The History of Rock and Roll


Allie Perry, Global News Editor

       Ask any teen his or her favorite musical genre, and one would receive many different answers: HipHop, Pop, Rap, Country, Screamo Punk, Alternative, Metal, and Rock. Lots of choices, right?  However, according to most sources, “Rock is. . . popular music’s home base. Everyone, even those who aren’t rock fans, know at least one rock song. Many of the great mass appeal artists are rock based…”
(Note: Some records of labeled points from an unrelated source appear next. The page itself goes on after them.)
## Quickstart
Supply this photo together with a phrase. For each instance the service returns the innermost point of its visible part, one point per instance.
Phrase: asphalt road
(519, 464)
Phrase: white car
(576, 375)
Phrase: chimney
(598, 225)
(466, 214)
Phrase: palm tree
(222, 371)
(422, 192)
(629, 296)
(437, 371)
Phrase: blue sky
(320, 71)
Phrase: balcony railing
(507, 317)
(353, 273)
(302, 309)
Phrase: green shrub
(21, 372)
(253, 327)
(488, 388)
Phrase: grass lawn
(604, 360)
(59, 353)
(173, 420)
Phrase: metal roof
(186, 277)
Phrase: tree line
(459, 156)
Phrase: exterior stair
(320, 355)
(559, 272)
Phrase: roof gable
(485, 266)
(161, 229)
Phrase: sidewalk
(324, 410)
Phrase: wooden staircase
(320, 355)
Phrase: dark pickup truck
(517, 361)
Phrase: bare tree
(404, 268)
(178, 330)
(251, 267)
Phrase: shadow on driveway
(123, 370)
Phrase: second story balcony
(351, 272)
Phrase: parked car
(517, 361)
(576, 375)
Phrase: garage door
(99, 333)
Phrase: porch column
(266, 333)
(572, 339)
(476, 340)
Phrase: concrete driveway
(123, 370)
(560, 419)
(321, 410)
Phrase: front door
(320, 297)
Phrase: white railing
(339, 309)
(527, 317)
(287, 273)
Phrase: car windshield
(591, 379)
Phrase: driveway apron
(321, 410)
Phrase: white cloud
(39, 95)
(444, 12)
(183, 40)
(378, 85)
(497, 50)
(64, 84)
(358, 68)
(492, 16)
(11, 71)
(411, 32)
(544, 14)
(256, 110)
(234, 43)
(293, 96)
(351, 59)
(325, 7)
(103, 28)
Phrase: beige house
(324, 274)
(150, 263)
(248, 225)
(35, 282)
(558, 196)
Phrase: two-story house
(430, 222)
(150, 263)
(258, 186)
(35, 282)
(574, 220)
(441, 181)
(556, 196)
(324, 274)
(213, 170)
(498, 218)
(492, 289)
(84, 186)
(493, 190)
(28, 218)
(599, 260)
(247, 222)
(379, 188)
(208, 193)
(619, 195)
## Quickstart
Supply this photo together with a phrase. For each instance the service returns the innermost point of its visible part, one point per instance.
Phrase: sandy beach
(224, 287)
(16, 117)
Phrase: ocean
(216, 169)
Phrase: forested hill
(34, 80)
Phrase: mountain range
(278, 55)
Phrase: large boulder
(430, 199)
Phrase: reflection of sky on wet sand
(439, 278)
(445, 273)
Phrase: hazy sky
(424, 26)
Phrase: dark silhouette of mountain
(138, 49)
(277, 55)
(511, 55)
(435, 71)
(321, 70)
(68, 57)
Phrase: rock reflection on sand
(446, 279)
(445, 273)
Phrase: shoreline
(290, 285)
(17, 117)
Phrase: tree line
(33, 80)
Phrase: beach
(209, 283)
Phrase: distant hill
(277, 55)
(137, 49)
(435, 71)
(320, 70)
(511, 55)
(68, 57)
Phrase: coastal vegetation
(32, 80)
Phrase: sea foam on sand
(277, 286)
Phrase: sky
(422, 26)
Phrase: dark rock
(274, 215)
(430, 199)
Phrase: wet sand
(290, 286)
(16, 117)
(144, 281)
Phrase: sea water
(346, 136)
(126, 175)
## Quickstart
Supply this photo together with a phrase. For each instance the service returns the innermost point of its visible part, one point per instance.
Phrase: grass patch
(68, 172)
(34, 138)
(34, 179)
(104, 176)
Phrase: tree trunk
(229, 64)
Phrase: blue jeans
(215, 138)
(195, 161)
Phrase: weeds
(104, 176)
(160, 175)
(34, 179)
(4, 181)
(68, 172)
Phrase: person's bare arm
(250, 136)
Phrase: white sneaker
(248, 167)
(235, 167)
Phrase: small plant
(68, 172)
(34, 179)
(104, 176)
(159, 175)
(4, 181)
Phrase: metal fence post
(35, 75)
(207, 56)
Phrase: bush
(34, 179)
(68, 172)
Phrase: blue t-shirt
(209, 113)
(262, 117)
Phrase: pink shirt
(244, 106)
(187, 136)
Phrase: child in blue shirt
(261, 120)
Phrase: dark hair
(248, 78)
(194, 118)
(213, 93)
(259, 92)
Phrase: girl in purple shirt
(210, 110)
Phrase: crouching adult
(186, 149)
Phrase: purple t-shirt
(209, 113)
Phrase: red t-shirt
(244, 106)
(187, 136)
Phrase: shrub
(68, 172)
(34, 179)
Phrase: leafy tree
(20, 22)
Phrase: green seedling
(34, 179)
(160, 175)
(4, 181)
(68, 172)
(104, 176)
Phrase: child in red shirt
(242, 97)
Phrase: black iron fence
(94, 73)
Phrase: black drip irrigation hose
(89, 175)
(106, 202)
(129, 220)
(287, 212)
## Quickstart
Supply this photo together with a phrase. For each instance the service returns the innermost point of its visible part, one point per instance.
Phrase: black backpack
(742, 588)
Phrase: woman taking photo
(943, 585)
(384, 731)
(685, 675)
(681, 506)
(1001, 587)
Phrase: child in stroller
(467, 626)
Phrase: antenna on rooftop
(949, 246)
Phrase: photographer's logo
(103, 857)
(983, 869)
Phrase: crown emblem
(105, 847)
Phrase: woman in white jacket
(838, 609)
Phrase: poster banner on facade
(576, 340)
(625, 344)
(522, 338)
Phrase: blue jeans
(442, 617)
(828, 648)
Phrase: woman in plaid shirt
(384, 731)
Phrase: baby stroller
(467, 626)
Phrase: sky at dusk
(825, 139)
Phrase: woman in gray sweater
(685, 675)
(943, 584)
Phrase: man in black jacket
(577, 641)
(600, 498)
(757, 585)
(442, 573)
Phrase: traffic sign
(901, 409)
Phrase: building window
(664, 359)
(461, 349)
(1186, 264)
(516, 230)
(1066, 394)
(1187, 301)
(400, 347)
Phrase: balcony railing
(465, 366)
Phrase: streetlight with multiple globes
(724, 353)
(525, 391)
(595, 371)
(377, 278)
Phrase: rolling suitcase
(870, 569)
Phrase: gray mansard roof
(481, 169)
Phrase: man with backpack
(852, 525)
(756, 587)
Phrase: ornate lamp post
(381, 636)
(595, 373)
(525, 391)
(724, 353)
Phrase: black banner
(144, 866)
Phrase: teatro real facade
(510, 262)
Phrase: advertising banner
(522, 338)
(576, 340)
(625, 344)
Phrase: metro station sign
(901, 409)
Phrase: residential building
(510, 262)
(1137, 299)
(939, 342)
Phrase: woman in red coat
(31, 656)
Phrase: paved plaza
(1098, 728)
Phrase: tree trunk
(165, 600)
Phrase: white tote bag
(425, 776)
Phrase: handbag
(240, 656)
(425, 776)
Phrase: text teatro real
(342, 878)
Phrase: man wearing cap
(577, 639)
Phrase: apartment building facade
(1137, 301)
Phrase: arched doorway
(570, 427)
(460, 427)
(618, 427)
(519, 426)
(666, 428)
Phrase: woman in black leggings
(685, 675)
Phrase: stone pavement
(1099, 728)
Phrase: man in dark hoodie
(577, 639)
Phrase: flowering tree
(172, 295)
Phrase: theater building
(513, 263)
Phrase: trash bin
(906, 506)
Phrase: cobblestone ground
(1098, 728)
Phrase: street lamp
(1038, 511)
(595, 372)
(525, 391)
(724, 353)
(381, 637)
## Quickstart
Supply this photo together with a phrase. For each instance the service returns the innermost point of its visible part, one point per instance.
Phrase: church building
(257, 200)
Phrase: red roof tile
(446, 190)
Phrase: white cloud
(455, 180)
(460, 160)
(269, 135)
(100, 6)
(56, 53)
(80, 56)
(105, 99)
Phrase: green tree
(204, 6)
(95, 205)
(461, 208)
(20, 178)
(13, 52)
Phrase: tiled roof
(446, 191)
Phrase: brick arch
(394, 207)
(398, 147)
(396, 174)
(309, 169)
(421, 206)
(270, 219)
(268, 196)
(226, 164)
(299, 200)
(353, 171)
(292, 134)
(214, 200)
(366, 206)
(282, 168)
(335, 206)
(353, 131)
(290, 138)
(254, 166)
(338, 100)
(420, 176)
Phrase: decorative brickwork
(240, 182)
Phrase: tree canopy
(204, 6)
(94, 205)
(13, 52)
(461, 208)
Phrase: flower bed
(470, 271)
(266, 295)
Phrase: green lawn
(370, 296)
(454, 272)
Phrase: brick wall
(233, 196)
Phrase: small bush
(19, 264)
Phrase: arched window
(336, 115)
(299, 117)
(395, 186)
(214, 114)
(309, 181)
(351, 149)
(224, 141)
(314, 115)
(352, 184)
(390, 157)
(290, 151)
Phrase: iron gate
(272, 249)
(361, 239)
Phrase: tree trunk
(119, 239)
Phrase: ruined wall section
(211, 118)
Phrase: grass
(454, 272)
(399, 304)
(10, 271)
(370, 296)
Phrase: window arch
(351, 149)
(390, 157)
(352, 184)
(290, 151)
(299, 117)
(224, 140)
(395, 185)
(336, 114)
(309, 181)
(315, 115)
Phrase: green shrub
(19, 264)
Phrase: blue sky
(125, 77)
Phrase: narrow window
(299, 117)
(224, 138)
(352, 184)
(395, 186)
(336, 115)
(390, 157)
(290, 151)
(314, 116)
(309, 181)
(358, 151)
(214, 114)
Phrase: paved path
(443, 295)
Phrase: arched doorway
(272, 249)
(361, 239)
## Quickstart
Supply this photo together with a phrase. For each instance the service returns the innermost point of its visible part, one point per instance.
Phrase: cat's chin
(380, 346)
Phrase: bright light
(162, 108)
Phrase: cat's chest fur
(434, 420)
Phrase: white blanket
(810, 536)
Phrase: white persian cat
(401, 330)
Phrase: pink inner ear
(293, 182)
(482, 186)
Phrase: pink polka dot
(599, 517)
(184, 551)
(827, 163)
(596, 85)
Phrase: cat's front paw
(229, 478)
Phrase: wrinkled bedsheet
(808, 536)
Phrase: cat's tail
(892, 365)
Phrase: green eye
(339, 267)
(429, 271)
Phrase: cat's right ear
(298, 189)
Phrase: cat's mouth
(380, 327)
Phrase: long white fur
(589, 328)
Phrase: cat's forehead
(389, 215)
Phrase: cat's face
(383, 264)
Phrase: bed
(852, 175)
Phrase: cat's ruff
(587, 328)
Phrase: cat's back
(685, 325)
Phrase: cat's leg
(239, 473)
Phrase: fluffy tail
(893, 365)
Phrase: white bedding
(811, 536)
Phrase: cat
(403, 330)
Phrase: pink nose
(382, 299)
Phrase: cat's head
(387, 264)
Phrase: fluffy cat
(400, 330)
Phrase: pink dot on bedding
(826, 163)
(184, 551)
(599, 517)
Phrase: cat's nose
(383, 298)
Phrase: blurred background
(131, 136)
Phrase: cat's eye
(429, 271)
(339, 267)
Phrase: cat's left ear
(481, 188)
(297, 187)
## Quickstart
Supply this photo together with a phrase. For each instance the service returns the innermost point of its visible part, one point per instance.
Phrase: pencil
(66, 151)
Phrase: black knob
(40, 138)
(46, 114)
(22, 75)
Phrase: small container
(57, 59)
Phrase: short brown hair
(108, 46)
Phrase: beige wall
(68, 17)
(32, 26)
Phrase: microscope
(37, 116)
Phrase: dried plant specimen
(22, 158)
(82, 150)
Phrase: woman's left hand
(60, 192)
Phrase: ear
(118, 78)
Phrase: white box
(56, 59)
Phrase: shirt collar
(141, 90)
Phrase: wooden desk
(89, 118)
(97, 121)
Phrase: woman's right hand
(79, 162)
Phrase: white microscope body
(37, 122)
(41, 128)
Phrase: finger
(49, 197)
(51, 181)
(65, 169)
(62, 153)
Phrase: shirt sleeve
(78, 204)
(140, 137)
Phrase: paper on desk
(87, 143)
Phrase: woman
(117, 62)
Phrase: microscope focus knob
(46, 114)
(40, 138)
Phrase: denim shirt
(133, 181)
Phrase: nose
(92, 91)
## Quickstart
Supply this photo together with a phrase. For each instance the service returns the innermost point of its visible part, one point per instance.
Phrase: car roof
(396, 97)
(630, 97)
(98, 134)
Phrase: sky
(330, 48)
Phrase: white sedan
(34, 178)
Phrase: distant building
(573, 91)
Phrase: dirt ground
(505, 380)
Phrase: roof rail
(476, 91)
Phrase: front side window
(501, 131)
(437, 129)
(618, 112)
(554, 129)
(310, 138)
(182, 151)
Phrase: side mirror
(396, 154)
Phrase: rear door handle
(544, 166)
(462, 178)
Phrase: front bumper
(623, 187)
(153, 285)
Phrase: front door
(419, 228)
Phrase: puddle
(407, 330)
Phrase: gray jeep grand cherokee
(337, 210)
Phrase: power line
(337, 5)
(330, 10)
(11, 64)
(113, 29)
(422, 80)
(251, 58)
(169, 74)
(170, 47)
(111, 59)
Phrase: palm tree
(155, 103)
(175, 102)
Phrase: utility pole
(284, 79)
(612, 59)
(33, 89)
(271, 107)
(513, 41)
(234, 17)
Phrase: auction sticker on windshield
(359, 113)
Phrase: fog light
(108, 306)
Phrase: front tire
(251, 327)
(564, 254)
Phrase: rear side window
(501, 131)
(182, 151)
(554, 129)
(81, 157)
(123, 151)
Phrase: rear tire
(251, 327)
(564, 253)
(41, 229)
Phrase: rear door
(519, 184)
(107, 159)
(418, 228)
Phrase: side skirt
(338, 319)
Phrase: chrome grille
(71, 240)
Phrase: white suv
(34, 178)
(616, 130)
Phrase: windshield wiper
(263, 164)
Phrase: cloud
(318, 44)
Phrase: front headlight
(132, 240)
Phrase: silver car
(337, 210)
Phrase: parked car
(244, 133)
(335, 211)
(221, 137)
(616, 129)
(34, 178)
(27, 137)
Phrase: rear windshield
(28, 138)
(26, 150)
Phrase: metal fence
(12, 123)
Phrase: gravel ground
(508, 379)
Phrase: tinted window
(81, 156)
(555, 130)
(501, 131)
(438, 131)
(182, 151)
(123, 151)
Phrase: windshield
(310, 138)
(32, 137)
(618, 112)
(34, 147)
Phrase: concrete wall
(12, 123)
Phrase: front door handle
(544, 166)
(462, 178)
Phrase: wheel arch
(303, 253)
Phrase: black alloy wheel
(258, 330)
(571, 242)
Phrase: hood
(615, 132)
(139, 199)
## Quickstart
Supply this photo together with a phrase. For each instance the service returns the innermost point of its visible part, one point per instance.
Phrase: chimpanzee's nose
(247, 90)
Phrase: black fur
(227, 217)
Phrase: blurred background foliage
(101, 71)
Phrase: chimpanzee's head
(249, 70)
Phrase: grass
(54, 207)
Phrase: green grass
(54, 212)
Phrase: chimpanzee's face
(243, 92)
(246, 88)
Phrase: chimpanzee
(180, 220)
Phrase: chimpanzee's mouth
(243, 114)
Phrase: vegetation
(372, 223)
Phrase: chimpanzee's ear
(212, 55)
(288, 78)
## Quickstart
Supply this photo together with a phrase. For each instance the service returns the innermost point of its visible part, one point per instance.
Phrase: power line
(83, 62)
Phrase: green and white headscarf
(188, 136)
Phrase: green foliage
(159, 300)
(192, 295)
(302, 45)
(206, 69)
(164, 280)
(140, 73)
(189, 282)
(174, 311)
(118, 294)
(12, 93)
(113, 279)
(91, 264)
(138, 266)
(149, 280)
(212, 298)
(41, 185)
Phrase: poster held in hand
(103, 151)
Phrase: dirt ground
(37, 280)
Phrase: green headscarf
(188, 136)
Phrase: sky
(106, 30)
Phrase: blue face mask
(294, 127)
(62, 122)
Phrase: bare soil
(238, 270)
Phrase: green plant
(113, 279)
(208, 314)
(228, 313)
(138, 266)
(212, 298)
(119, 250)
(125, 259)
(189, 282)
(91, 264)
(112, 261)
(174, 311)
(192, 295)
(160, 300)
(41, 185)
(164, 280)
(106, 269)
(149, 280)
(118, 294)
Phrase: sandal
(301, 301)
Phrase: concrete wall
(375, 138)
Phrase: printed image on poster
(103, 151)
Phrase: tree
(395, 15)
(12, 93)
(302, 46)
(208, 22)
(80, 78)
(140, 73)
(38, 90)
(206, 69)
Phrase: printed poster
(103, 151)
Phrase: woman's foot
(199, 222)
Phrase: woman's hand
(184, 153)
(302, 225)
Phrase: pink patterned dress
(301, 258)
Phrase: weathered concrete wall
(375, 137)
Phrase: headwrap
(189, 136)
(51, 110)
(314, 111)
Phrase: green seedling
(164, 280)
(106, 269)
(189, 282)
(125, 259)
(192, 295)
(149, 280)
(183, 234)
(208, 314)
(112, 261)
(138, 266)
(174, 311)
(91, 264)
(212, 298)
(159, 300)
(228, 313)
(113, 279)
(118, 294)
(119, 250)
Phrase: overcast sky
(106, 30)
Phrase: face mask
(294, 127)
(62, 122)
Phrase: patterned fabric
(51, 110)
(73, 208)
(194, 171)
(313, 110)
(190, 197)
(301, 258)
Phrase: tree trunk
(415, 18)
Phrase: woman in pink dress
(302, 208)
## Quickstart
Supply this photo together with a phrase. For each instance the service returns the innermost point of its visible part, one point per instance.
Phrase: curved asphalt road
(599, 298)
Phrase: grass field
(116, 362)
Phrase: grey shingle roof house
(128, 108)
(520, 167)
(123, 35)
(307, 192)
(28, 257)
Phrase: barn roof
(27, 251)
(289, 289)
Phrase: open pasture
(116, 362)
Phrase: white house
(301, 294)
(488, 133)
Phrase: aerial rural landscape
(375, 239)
        How many of you know the history of this precedent setting, groundbreaking form of music?  Rock and Roll is not just one genre, but is made up of the main three genres found in American culture at the beginning of the music insurgence: Pop, Country, and Blues.  In the 50’s, before rock was born, music was more class conscious.  Most mainstream music that the middle and upper class teens would listen to (i.e. Frank Sinatra), fell under the category of pop.  Lower class Americans and working farmers preferred country, and gospel and the blues became the representation of black culture in America. Rock and Roll really took off in the late 50’s when teens wanted to rebel, so they created a genre of their own, which is a fusion of all the previous forms.

          According to sources, Elvis Presley was one of the first and most well-known rock and rollers of the time. Elvis really appealed to the kids, but he appalled the parents with his gyrations. Elvis was rebellion at its finest. Only when he was drafted in the war and quit music to serve his country did Elvis become popular with adults. Other artists like Bill Haley and Buddy Holly had short but very impactful careers. With hits like “Rock around the Clock”, “That’ll be the Day”, and “Peggy Sue”, these artists shaped the future of Rock and Roll.

         After the death of Buddy Holly in 1959, the 60’s brought a new musical culture that branched off Rock and Roll, thanks to a shaggy-haired British foursome named John, Paul, George and Ringo, who created Beatlemania. With the Beatles rising to popularity in America, so did the anti Vietnam War and psychedelic movement. Artists like Janis Joplin, Bob Dylan, Jimi Hendrix, and the Grateful Dead moved front and center as representatives of the peaceful, anti-war, psychedelic movement.  This is the movement that brought the country Woodstock and the summer of love, and then the infamous Mick Jagger as music entered the 70’s. This period marked the peak of Rock and Roll. WIth bands like Led Zeppelin, Pink Floyd, Lynyrd Skynyrd, The Who, The Eagles, Black Sabbath, Kiss and The Rolling Stones, rock became an entrenched and secure genre. The 80’s birthed MTV, and artists like Queen, Bon Jovi, Guns and Roses, Van Halen and Aerosmith.

    From this point forward, Rock has evolved into many different forms, but is still a respected genre today, although not technically a frontrunner. A popular form of music today is known as “Electro Music”, and most students at Hubbard High School are very familiar with this genre through artists like the Chainsmokers, Greenday, and Major Lazer. When asked about how electro music came from Rock and Roll, senior Harrison Cover explained, “EDM and other electro music would not have been around without the experimentation of the Beatles. Bands like Skrillex would be nonexistent.” Another senior, Corrine Teaberry was asked about her favorite band, and she replied, “The Chainsmokers are my favorite band. It’s hard to believe their roots came from Rock and Roll.”  Yes, the genre of Rock and Roll has had a rich history in the United States and has influenced the music of many other international cultures just as much as it has influenced ours.